Topological and algebraic structures on the ring of Fermat reals

TL;DR

This paper explores the topological and algebraic properties of the ring of Fermat reals, introducing new topologies, analyzing ideals, and applying these concepts to infinitesimal calculus and Taylor formulas.

Contribution

It introduces the Fermat topology and omega topology on Fermat reals, studies ideals and roots of infinitesimals, and applies these to infinitesimal calculus and fractional derivatives.

Findings

Fermat topology is generated by a complete pseudo-metric.

Omega topology is generated by a complete metric.
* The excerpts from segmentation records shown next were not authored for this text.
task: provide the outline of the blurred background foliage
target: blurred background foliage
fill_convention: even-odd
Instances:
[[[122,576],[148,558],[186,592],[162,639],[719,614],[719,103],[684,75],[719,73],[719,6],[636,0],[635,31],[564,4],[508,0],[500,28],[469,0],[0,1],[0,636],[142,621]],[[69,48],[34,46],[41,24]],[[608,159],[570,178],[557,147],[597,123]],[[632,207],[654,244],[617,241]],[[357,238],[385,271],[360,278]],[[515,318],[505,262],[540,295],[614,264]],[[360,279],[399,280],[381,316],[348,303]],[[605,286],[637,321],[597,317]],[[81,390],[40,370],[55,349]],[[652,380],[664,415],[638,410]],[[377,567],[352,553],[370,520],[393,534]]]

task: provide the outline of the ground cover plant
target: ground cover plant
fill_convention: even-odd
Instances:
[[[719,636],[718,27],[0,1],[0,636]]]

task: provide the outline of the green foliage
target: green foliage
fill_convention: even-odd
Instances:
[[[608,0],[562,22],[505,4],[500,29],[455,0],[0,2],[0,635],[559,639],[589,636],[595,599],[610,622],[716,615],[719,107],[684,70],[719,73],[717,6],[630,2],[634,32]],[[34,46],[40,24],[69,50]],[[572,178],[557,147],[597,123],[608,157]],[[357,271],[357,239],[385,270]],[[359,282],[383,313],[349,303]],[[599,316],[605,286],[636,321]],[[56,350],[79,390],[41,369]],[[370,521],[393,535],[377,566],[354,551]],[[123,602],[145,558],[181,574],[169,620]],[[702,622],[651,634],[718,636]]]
Every proper ideal consists of infinitesimals with bounded order.

Abstract

The ring of Fermat reals is an extension of the real field containing nilpotent infinitesimals, and represents an alternative to Synthetic Differential Geometry in classical logic. In the present paper, our first aim is to study this ring from using standard topological and algebraic structures. We present the Fermat topology, generated by a complete pseudo-metric, and the omega topology, generated by a complete metric. The first one is closely related to the differentiation of (non standard) smooth functions defined on open sets of Fermat reals. The second one is connected to the differentiation of smooth functions defined on infinitesimal sets. Subsequently, we prove that every (proper) ideal is a set of infinitesimals whose order is less than or equal to some real number. Finally, we define and study roots of infinitesimals. A computer implementation as well as an application to infinitesimal Taylor formulas with fractional derivatives are presented.